After breakfast I go back to my room and try to call Chloe, but I get her voice mail. Joe’s not answering either, and somehow I left yesterday without getting Milo’s number, or Roland’s. I’m practically back where I started.

The morning passes slowly, and I spend it in a languorous panic, pacing my hotel room, refreshing news sites, calling people who don’t answer their phones. It’s all a spectacular waste of time, but what else am I supposed to do? I use hotel stationery to make timelines and lists of motives, as if I’m plotting a novel. On my computer, I shift between ten different tabs, all open to Google, skimming results for “gravestones, San Francisco,” and “posttraumatic memory loss.” Hoping that I just need to find the right search terms. Looking up “vending machine jewelry” and “locked room mystery” and “mother of the accused.”

Finally, at a time that feels like late afternoon but is only eleven a.m., I spot a news item that gives me focus. Something tangible for me to investigate, some action that is at least actually related to the matter at hand. I plug in the iron provided by the hotel and carefully press the wrinkles out of a dark brown skirt and cream-colored blouse, an outfit I packed because I thought it would fit any number of occasions where I might need to look respectable. On my way out of the hotel, I stop in the gift shop to buy sunglasses—my picture really is everywhere these days—and a small, soft item in a white paper bag that I stick into my purse for some unspecified later time. A present I hope I’ll have the opportunity to give while I’m in town. A half hour later I step off a city bus, disproportionately proud of myself for navigating an unfamiliar transportation system, and begin to walk down Arguello Boulevard. It’s sunny and warm; whether this is typical for November, I have no idea. I walk down a wide sidewalk, past a long stretch of houses and apartment buildings. The garages here all seem to be built on the bottom floor, with the rest of the house above them, and I wonder briefly if it has something to do with earthquakes.

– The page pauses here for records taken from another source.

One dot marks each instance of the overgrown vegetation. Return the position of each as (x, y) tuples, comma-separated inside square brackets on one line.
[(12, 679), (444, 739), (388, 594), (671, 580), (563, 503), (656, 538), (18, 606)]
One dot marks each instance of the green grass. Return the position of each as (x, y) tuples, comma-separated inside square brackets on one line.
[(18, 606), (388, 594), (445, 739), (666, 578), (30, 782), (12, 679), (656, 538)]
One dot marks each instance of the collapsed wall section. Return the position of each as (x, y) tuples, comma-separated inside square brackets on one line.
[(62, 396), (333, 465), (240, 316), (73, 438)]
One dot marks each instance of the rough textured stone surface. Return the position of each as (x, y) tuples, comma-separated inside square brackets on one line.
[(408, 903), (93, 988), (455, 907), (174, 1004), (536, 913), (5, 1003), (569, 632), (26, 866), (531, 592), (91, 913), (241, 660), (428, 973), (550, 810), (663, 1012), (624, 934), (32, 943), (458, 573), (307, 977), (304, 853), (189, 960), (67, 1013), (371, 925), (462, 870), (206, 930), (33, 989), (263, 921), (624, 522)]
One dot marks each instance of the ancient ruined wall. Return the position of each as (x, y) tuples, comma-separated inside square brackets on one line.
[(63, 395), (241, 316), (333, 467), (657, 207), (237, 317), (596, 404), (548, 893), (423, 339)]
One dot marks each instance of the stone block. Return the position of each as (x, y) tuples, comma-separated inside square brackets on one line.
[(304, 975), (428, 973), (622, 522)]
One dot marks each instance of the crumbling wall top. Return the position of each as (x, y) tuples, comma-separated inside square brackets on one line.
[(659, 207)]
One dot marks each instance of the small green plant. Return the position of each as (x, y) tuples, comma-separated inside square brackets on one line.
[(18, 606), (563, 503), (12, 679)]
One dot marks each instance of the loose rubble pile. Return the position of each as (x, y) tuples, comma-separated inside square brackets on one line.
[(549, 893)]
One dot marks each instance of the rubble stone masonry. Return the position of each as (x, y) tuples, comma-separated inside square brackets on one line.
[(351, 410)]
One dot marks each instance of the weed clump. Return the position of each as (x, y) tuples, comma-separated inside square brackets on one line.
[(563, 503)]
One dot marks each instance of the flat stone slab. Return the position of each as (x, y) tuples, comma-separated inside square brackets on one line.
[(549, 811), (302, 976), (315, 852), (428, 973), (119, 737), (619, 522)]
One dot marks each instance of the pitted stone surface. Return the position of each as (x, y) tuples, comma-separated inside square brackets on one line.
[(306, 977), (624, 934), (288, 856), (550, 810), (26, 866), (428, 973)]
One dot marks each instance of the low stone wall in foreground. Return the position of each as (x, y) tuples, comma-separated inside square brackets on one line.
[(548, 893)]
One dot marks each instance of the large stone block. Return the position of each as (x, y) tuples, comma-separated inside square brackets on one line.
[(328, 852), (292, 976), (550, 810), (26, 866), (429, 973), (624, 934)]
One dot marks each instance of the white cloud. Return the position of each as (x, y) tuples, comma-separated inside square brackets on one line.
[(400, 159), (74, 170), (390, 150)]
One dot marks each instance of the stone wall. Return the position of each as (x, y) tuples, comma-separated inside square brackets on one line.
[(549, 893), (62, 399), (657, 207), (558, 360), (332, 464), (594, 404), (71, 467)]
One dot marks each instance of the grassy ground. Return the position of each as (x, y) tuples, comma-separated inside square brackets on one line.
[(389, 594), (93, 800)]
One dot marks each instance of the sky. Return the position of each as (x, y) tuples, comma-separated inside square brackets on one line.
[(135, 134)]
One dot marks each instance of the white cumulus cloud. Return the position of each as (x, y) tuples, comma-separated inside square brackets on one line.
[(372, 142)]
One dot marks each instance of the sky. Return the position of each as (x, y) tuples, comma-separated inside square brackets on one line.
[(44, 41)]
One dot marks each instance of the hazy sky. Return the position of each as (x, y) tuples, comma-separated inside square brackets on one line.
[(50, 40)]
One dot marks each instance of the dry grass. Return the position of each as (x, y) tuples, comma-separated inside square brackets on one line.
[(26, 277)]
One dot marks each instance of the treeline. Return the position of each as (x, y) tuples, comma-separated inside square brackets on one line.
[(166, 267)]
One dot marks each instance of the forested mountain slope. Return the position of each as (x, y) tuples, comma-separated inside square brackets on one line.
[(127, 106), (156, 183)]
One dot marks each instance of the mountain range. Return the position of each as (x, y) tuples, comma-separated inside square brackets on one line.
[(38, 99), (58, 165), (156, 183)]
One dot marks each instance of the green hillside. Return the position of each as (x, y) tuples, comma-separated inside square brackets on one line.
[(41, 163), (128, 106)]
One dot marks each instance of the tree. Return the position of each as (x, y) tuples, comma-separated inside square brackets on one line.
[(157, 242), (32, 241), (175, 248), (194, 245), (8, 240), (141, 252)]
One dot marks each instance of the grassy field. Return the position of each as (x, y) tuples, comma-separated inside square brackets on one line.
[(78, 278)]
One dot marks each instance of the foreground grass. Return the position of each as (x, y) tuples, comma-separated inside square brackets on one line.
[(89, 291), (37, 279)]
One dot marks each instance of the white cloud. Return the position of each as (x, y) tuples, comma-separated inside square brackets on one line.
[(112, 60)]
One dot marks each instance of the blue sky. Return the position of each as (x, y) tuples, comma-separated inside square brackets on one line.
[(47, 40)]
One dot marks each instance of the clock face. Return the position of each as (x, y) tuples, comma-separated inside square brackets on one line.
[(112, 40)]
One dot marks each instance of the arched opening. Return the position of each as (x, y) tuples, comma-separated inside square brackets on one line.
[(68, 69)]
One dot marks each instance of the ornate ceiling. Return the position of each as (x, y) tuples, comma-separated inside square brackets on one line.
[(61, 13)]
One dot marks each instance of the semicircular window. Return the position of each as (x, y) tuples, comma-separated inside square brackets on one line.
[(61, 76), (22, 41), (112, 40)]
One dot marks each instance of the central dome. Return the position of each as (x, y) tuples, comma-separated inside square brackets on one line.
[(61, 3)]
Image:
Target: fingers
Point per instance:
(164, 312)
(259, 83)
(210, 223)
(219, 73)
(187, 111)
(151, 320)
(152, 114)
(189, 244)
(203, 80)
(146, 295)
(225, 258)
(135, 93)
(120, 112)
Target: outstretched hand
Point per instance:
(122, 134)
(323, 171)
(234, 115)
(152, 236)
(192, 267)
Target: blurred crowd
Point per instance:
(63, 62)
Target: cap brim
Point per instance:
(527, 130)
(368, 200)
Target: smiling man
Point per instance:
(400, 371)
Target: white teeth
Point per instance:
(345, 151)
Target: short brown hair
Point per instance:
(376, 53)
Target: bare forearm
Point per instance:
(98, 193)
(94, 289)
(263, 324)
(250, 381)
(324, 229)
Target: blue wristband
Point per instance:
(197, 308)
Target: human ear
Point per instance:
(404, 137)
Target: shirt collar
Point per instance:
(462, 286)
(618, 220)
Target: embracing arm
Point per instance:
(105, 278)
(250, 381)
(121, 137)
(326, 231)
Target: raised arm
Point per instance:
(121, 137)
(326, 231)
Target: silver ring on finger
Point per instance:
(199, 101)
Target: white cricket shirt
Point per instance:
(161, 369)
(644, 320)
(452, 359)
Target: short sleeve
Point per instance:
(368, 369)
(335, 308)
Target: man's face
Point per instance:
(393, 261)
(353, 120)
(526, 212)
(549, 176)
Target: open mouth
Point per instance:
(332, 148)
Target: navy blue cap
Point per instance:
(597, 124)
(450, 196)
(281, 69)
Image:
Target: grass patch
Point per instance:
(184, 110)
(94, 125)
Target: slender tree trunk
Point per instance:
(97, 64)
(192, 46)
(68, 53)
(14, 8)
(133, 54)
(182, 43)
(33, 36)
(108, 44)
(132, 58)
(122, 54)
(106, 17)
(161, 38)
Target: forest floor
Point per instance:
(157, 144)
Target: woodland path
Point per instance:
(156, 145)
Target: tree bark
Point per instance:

I cross a wide street and go past a gas station and an animal hospital with a rainbow painted on the side. At first my steps are quick and agitated, my body humming with nervous energy, but eventually my pace and my breathing begin to slow. I remember that whenever Mitch and I had a fight, my first impulse was always to get out—out of the house, out of the car, wherever we were—and start walking. Sometimes I had a half plan, ridiculous when I thought of it later (I could go to a hotel, I could get on a bus), but most of the time I just wanted to be elsewhere, as if I might be able to leave my fury and hurt feelings behind me. And often by the time I’d charged around the block and arrived back at the house I’d stormed out of just a few moments before, I had.